I still remember it like it was yesterday when they told me you were no more. The pain still feels fresh, the wound has not healed, it still hurts today like it did the first time. I still ask myself why, how come, what it. Tears still roll down my cheeks every time I think of how we lost you, how it happened. I know we all live to depart one day, but for me what hurts the most is the horrific and senseless manner in which you departed this world. You see I keep imagining your humble soul, I keep picturing your smile, the tough face you always pulled. I still keep wondering whether on that fateful day you screamed, if your cried (for I had never seen you cry no matter what situation you were in, you always acted tough), did you shout, did you beg for mercy, were you scared?  But knowing you, you probably must have just kept quiet when you met your fate because that’s just who you were, you just never liked making noise, you liked keeping to yourself, you never liked being the center of attention, you never asked for help even when you needed it the most, you never complained even when you were in pain, you never wanted anybody to pity you let alone know that you were hurting, because that’s just who you were. You toughened up even when you didn’t have to.

To this day, I still remember how I used to tease you about how extremely intelligent you were, but you always shied away to claiming it and acknowledging it. I swear on my mother’s grave I had never met a girl so effortlessly beautiful, very intelligent yet insanely obsessed with fashion and unapologetic about loving to have fun the way you did.

You got the best marks in class, but you would never raise your hand to show that you knew the answer. This is because you did not like appearing like you were better than others, that is just who you were, a humble, unassuming, and reserved person. You never wanted anyone to know just how smart and brilliant of a mind you were.

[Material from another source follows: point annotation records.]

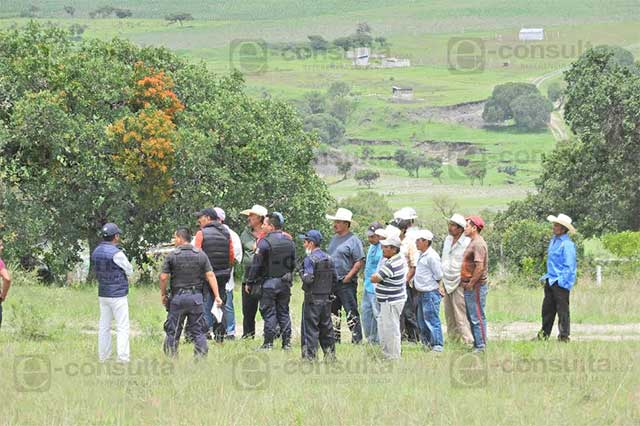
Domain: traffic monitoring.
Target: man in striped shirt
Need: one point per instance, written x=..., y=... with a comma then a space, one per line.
x=391, y=293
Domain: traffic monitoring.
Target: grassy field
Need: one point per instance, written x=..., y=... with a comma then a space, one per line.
x=57, y=380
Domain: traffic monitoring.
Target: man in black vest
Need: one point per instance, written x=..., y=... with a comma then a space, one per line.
x=318, y=278
x=187, y=267
x=272, y=269
x=214, y=240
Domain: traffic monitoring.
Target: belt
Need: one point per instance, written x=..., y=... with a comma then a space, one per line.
x=189, y=290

What a colorful, bubbly soul and a lover of life. I remember how much you loved parting and how much you loved dancing! I still remember from the top of my head the songs we used to dance to, especially those Nigerian songs we loved dearly, what a happy soul you were! I still remember how much of a fashion trendsetter you were. I remember like it was yesterday the fun times we had, the stories we used to share, the events we would attend, the songs we sang along to and the fashionable clothes we rocked!

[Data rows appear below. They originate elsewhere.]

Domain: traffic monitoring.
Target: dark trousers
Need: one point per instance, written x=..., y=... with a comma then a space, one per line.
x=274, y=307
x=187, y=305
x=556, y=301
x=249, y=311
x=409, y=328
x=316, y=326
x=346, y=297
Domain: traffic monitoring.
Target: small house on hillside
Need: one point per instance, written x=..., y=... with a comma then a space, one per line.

You were an all-rounded individual with a personality larger than life and you were loved by so many. Your departure has lost a huge gap in our lives. I will forever miss our drives together and our chats. I will forever miss your smile and your fashion sense. You have left a huge gap in my heart, but I thank you for the love you gave me, the support you gave me when I had no one to turn to, thank you for being genuine and open with me and most importantly I thank God and the universe for having made our paths to cross. You remain in my heart now and forever more; I will cherish the moments I shared with you and carry you in my heart ALWAYS.